À ces remords, enfin, à ces dégoûts, la maladie, qui quelque temps avait fait trêve, ajoute l’amertume de ses aiguillons.

  1. J’utilise ici une très fine remarque de Taine, dans des notes inédites qu’il a laissées sur Pascal : « Peut-être, écrivait-il, ces marques de sainteté et de désintéressement laissèrent un germe de conversion dans l’esprit de Pascal. »
  2. C’est à dessein qu’à l’exemple de M. Boutroux, dans son très beau livre sur Pascal, je ne fais pas entrer en ligne de compte, parmi les circonstances préparatoires ou explicatives de la seconde conversion, le trop célèbre accident du pont de Neuilly.
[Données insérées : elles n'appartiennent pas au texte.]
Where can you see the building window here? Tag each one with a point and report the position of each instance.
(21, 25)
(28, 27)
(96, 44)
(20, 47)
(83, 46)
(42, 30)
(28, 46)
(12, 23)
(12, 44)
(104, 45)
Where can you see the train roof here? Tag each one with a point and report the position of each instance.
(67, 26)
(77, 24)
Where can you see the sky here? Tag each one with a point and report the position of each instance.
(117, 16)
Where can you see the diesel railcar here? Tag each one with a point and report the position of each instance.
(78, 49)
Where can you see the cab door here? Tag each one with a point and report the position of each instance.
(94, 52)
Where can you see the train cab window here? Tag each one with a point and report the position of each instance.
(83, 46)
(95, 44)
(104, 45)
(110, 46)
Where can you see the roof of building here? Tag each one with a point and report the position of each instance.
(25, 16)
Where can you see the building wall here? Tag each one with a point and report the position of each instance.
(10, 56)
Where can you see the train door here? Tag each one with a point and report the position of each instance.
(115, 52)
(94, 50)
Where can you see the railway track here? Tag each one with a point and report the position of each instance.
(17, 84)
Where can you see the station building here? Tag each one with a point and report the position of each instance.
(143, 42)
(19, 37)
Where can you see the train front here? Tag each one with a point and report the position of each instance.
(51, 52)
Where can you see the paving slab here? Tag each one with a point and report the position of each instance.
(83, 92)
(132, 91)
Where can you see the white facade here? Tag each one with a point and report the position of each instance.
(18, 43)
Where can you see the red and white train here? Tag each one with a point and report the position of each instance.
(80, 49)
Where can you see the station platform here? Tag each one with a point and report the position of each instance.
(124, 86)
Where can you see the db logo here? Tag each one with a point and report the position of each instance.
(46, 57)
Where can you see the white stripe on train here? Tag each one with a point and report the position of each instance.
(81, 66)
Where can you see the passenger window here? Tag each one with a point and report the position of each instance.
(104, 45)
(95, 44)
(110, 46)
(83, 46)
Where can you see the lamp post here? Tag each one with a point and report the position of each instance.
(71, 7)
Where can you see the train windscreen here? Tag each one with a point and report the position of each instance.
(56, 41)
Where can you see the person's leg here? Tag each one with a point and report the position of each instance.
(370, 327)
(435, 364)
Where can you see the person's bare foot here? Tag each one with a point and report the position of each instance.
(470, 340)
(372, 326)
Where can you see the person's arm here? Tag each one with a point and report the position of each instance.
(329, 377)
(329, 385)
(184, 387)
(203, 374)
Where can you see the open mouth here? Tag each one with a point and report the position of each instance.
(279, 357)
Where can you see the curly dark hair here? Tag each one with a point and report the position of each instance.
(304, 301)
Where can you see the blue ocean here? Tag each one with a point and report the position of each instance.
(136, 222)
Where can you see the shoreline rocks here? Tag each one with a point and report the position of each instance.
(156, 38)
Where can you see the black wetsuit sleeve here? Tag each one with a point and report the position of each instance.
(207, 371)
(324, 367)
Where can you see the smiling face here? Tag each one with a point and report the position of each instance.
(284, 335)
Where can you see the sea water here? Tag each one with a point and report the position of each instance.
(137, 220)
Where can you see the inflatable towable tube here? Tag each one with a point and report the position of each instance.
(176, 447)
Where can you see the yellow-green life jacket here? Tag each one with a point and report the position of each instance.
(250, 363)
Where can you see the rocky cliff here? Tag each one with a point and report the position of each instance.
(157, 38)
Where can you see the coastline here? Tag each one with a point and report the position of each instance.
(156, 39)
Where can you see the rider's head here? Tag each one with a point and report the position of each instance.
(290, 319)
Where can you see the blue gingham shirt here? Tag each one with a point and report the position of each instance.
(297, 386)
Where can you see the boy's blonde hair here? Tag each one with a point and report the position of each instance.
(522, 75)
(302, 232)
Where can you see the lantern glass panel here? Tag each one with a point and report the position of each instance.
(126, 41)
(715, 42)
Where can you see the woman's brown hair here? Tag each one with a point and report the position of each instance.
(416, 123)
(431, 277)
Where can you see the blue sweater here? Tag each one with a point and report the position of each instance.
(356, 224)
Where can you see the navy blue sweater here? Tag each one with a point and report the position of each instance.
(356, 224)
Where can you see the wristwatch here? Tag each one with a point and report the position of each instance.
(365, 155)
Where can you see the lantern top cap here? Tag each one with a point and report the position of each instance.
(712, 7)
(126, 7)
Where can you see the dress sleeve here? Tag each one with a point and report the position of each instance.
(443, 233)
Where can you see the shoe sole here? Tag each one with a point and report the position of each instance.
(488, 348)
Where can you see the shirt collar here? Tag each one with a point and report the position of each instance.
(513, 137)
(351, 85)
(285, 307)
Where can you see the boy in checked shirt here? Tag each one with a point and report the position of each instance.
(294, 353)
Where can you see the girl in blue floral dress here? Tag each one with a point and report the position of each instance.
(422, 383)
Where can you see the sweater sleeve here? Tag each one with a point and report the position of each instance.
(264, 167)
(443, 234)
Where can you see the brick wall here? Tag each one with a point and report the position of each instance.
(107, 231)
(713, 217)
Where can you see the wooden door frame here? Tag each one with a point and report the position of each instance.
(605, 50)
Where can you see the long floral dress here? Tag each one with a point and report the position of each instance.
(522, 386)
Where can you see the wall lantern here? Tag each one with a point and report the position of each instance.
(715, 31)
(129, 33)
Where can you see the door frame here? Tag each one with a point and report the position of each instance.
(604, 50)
J’estime, en effet, et j’ai essayé de montrer dans mes Études d’histoire morale sur Blaise Pascal (Hachette, 1910), que cette anecdote qui repose sur un témoignage unique, anonyme, assez peu précis d’ailleurs et de quatrième ou de cinquième main, n’est guère qu’une légende, à peine moins établie que celle de « l’abîme à gauche » chère aux Encyclopédistes. Quand d’ailleurs elle serait prouvée et historiquement rapportée à cette date, elle serait un accident tout à fait négligeable dans l’histoire morale de Pascal.